ParmalatIl giudizio di congruità (fairness opinion) di Intermonte boccia l’Opa di Lactalis su Parmalat. Il prezzo di 2,8 euro offerto dai francesi «non è adeguato» scrive Intermonte, che valuta Parmalat tra i 3,02 e i 3,52 euro ad azione sulla base dei multipli di mercato e tra i 2,9 e i 3,58 euro in base ai flussi di cassa attualizzati. Il giudizio, chiesta dai fondi Amber, Gamco e dai piccoli soci di Azione Parmalat, è stato messo a disposizione del consiglio di amministrazione che però non l’ha considerato nel valutare la congruità del prezzo dell’opa.

Il documento firmato dal capo dell’investment banking di Intermonte, Fabio Pigorini, arriva a conclusioni diverse da quelle dell’advisor Leonardo incaricato dai vertici dell’azienda, che ha giudicato l’Opa congrua, e da quelle dell’advisor degli amministratori indipendenti, Lazard, che ha considerato il prezzo equo (“fair”) anche se collocato nella parte bassa della sua forchetta di valori.
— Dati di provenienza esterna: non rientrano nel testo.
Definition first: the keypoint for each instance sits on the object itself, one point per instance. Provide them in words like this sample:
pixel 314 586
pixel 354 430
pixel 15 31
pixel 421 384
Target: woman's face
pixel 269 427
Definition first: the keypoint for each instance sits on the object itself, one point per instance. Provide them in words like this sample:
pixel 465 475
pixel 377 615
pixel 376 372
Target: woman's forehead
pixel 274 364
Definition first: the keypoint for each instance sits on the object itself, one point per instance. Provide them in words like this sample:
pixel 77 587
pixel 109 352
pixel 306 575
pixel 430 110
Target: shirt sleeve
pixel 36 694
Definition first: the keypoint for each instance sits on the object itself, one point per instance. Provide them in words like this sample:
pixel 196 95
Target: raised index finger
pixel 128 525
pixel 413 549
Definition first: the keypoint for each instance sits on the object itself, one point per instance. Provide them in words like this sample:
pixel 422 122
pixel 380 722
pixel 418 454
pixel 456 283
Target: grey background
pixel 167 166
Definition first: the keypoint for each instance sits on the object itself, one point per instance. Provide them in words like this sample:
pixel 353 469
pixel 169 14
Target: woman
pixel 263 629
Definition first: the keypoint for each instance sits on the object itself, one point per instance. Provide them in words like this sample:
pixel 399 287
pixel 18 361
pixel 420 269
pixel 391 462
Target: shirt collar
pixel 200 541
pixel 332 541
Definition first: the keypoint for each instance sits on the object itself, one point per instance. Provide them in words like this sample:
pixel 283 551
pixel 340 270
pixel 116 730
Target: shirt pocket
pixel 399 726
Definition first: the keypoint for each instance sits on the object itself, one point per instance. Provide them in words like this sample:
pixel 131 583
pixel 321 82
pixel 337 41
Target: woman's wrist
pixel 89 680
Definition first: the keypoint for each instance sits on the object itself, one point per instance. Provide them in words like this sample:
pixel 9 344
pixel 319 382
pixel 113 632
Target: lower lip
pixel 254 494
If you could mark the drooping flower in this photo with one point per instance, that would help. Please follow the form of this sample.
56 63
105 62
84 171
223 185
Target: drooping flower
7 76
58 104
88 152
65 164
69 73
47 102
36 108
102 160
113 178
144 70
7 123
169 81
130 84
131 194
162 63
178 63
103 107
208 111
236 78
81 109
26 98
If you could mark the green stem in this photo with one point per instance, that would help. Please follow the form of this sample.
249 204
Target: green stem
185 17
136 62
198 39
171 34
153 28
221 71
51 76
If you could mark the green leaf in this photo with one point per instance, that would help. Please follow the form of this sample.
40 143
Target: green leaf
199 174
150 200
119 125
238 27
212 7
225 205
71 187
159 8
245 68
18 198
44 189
Intermonte valuta di più Parmalat perché, a suo avviso, andrebbe misurata sulla base delle stime relative al 2018, quando saranno state digerite le acquisizioni dell’ultimo biennio, oggi non in grado di esprimere tutto il loro potenziale in termini di redditività. I risultati del 2016, spiega infatti Intermonte, risentono «dell’impatto finanziario» delle acquisizioni ma non rispecchiano «i potenziali miglioramenti nei risultati operativi» delle società acquisite, «che potrebbero consentire al gruppo di raggiungere margini operativi in linea con i suoi livelli storici». Pesa inoltre sui conti «la performance negativa del gruppo in certi mercati (come l’America Latina) principalmente dovuti alle attuali condizioni macroeconomiche di questi Paesi». 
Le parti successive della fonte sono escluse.